MEMBER AGREES THAT ANY DISPUTE ARISING UNDER THE TERMS OF THE
BANKRUPTCY CLAIMS EXCHANGE SETTLEMENT PROCESS BETWEEN BUYER AND
SELLER WILL BE SETTLED BY ARBITRATION IN INDIANAPOLIS, INDIANA,
IN ACCORDANCE WITH THE COMMERCIAL ARBITRATION RULES OF THE AMERICAN
ARBITRATION ASSOCIATION. ANY SUCH CONTROVERSY OR CLAIM SHALL BE
ARBITRATED ON AN INDIVIDUAL BASIS, AND SHALL NOT BE CONSOLIDATED
IN ANY ARBITRATION WITH ANY CLAIM OR CONTROVERSY OF ANY OTHER
PARTY. THE DECISION OF THE ARBITRATOR SHALL BE BINDING AND JUDGMENT
ON THE ARBITRATION AWARD MAY BE ENTERED IN ANY COURT OF APPROPRIATE
JURISDICTION. ARBITRATION MUST BE INITIATED WITHIN ONE (1) YEAR
AFTER THE CAUSE OF ACTION AROSE.
5.8 NO
AGENCY
Member and CWS are independent contractors, and no agency, partnership,
joint venture, employee-employer or franchiser-franchisee relationship
is intended or created by these Terms of Service.
5.9 APPLICABLE
LAW AND OTHER TERMS
These Terms of Service shall be governed by and construed in accordance
with the laws of the State of Indiana.
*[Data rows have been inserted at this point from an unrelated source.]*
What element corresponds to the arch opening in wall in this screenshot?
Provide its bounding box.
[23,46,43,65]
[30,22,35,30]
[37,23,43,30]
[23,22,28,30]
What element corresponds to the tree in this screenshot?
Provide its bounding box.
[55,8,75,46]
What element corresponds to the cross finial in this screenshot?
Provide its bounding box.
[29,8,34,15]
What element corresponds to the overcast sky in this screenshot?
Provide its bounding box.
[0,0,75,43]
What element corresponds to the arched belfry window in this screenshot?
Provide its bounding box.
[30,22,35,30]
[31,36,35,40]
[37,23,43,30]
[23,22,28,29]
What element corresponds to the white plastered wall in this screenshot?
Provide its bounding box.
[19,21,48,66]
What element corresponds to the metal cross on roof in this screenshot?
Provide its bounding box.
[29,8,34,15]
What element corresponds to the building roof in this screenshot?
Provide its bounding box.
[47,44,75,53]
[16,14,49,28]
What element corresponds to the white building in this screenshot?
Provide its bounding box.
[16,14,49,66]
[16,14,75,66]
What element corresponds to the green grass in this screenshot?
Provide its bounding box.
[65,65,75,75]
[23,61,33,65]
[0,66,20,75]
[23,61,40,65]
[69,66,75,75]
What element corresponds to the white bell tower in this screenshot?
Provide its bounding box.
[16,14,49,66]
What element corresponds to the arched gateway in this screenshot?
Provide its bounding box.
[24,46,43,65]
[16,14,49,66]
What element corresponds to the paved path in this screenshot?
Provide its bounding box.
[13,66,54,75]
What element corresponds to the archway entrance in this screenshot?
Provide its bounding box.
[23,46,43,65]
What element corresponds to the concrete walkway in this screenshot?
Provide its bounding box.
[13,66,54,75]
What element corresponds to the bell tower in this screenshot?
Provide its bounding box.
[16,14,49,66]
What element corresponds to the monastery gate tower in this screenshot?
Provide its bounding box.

If any provision(s) of
these Terms of Service is held by a court of competent jurisdiction
or authorized arbitral body to be contrary to law, then such provision(s)
shall be construed, as nearly as possible, to reflect the intentions
of the parties with the other provisions remaining in full force
and effect. CWS's failure to exercise or enforce any rights or
provisions of these Terms of Service shall not constitute a waiver
of such right or provision unless acknowledged and agreed to by
CWS in writing. Member and CWS agree that any cause of action
arising out of or related to the use of the Site must commence
within one (1) year after the cause of action arose; otherwise,
such cause of action is permanently barred and Member and CWS
forever waives any such cause of action. The section titles in
these Terms of Service are solely used for the convenience of
the parties and have no legal or contractual significance.